I take that as an agreement

quote:
Originally posted by TrueCreation:

"flood waters abating by the 10th Month, then Noah opens the
Ark 40 days later to dry earth)."
--Something like that.

"During the time of the flood dead animals would sink to the bottom
(eventually), come to rest, and some would be buried."
--Mabye half would have had to 'sink to the bottom and come to rest', while some would have been immidiatelly burried.

"Some of these would be in conditions whereby fossilisation
would occur."
--Anything that touched sea bottom...their gonna get fossilized unless protected by some force, ie a predator or something of the like.

"Fossilisation is NOT a selective process. So long as the correct
conditions are prevalent, remains will be fossilised. ANY
animal could have become fossilised."
--Yup.

"Under these conditions we should expect to see NO SEQUENCE in
the burrial record, because the waters contained a number
of ALL animals and their death and subsequent burrial would be
related to the individual ability to survive in the water."
--Note: God didn't keep all the animals out of the water and wait till it was flooded to throw everything back onto the earth to be burrial, thereby constituting randomness...


Not quite sure what you mean here. Are you agreeing that the
burrials would be random ?

quote:
Originally posted by TrueCreation:

"What we see (and there are NO anomalies to the best of my knowledge)"
--Ofcourse there are no anomalies, Evolution will cooperate with anything found.
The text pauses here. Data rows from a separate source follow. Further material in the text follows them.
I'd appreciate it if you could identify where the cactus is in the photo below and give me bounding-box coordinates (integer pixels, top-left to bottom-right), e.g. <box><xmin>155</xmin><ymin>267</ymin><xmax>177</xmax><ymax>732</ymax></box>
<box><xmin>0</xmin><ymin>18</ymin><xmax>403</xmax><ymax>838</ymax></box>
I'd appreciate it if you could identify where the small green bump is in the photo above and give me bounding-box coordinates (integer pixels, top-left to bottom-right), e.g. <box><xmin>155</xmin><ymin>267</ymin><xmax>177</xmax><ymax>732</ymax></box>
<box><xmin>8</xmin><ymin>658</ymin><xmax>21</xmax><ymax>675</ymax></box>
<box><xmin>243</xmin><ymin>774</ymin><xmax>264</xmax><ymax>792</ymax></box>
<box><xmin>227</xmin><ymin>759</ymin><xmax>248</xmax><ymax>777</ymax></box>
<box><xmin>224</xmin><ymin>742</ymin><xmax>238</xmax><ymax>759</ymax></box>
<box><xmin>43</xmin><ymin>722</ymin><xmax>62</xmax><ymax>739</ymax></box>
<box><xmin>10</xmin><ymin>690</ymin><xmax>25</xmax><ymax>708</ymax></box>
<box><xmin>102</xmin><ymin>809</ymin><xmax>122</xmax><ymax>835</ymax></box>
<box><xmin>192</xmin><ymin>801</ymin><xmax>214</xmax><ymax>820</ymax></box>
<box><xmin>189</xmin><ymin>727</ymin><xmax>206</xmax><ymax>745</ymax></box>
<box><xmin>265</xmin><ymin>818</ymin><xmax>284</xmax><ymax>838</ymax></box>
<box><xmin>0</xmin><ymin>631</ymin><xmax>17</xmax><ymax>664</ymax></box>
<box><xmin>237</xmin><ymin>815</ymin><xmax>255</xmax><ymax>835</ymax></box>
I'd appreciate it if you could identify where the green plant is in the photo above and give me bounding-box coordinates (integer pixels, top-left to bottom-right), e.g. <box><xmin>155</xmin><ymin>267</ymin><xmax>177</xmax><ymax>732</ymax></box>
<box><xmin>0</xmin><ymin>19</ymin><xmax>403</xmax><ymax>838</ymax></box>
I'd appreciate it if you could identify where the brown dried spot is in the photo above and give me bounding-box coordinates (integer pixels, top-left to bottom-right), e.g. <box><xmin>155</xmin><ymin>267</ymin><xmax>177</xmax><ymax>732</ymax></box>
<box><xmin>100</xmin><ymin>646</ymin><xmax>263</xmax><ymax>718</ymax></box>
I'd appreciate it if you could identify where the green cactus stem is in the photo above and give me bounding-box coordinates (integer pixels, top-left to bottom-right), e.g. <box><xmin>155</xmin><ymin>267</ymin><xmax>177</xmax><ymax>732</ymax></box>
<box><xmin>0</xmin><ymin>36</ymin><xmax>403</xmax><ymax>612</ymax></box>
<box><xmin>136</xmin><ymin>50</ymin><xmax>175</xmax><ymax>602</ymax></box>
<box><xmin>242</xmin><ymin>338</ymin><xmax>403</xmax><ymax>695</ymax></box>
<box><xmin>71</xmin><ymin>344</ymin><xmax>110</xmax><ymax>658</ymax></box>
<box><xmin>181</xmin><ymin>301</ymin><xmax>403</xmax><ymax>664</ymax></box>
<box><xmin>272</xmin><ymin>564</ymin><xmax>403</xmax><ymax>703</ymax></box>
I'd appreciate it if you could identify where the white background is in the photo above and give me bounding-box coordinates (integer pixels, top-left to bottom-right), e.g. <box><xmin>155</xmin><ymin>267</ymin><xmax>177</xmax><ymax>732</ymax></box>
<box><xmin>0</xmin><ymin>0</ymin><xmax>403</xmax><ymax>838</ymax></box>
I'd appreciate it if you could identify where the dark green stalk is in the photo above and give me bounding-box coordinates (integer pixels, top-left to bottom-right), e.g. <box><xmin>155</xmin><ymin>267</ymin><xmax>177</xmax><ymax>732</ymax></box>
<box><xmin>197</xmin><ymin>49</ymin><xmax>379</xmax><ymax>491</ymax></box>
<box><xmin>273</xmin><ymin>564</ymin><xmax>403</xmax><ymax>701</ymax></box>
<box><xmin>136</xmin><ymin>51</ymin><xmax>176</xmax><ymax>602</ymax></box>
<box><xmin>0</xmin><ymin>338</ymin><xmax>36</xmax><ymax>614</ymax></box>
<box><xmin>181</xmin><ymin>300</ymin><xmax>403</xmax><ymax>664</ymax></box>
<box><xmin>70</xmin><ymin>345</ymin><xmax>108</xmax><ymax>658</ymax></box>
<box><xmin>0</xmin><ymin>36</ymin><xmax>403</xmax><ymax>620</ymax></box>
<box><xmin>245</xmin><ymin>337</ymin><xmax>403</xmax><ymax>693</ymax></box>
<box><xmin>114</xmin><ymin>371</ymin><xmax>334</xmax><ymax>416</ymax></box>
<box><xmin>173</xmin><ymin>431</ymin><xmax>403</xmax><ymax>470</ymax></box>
Not so. If a fossilised hominid were found in the jaws of an
Allosaurus evolution could NOT cope with that ... and I doubt
any modification of the theory could.

By 'no anomalies' I meant that where fossils are found, the same
(broadly speaking) types of fossil are found in the equivalent
layers ... all around the world.

quote:
Originally posted by TrueCreation:

"is a sequence of burrial which shows increasing complexity of form
from the oldest burrials to the most recent."
--Basically.

"Fossilised remains are restricted in the orders of animals represented."
--presented for burrial you mean.


No, not presented for burrial. In the flood model ALL animals
(barring the Arkers) were presented for burrial within a one year
period starting with the deluge.

I was getting more at the idea that only certain, 'older'
forms are represented in the fossil record. That's older
in a evolutionary interpretation, of course.

quote:
Originally posted by TrueCreation:

"There are NO fossilised lions, say."
--Because there were no lions preceeding the flood. For instance, Tigers and lions are related, along with the possible mountain lion and panther.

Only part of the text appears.